Scenario 2: Question & Answer

Generic Prompt: “Tell me about renewable energy.”

Likely Output: You’ll get a general explanation that could cover anything from solar panels to wind turbines, without much depth.

Refined Prompt: “Explain how solar power is being adopted by residential homeowners in California, focusing on incentives and cost-saving benefits.”

Likely Output: A response that directly addresses adoption, incentives, and cost savings, which is far more useful if you’re looking for specifics about residential solar use in California.

Customer Support Automation

When using LLMs to automate customer interactions, crafting clear and empathetic inputs is key to ensuring the output meets the needs of the customer.

Scenario 1: Customer Question About Pricing

Generic Prompt: “Explain the pricing.”

Likely Output: The model will give a broad response that might not address the specifics the customer needs—like whether it includes hidden fees or different subscription tiers.

Refined Prompt: “Explain our subscription pricing model, including details on the monthly cost, annual discounts, and any additional fees that might apply.”

Likely Output: A thorough explanation that covers all aspects of pricing, making sure the customer has all the information they need to make a decision.

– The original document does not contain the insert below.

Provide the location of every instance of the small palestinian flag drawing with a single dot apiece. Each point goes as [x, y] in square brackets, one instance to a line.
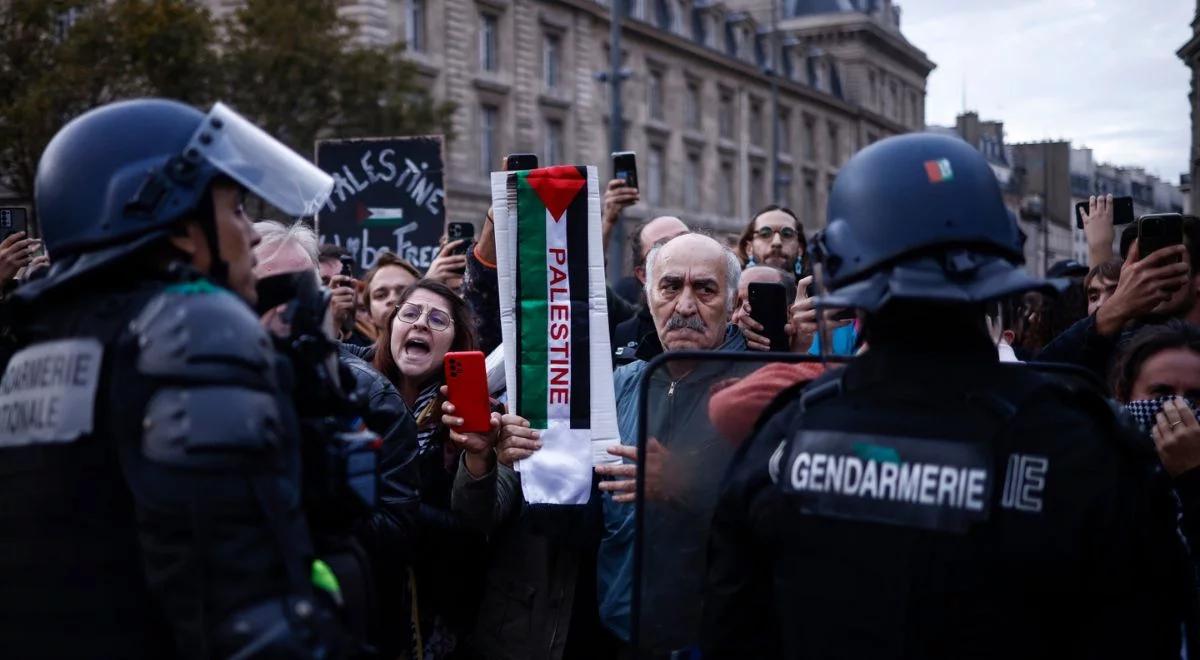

Scenario 2: Troubleshooting Help

Generic Prompt: “Help me with my internet issue.”

Likely Output: The model could respond with very general troubleshooting tips, which may or may not solve the problem.

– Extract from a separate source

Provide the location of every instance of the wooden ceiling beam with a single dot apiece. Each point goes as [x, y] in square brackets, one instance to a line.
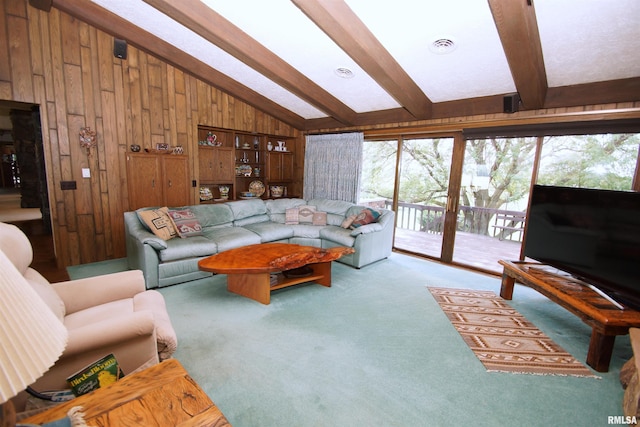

Refined Prompt: “Provide step-by-step instructions to troubleshoot a slow internet connection for a customer using a Wi-Fi router at home.”

Likely Output: A specific set of steps that are much more likely to help the customer resolve their issue effectively.

Getting the Right Answer

Your interaction with an LLM is a two-way street—the clearer and more thoughtfully crafted your inputs, the better the outputs will be. By focusing on specific, well-crafted prompts, using context, and refining your inputs iteratively, you can unlock the true potential of LLMs. 
Whether you’re using them for content creation, data analysis, or customer support, the key is to guide the model in a way that delivers exactly what you need. Mastering the art of input crafting isn’t just about getting an answer—it’s about getting the right answer, every time.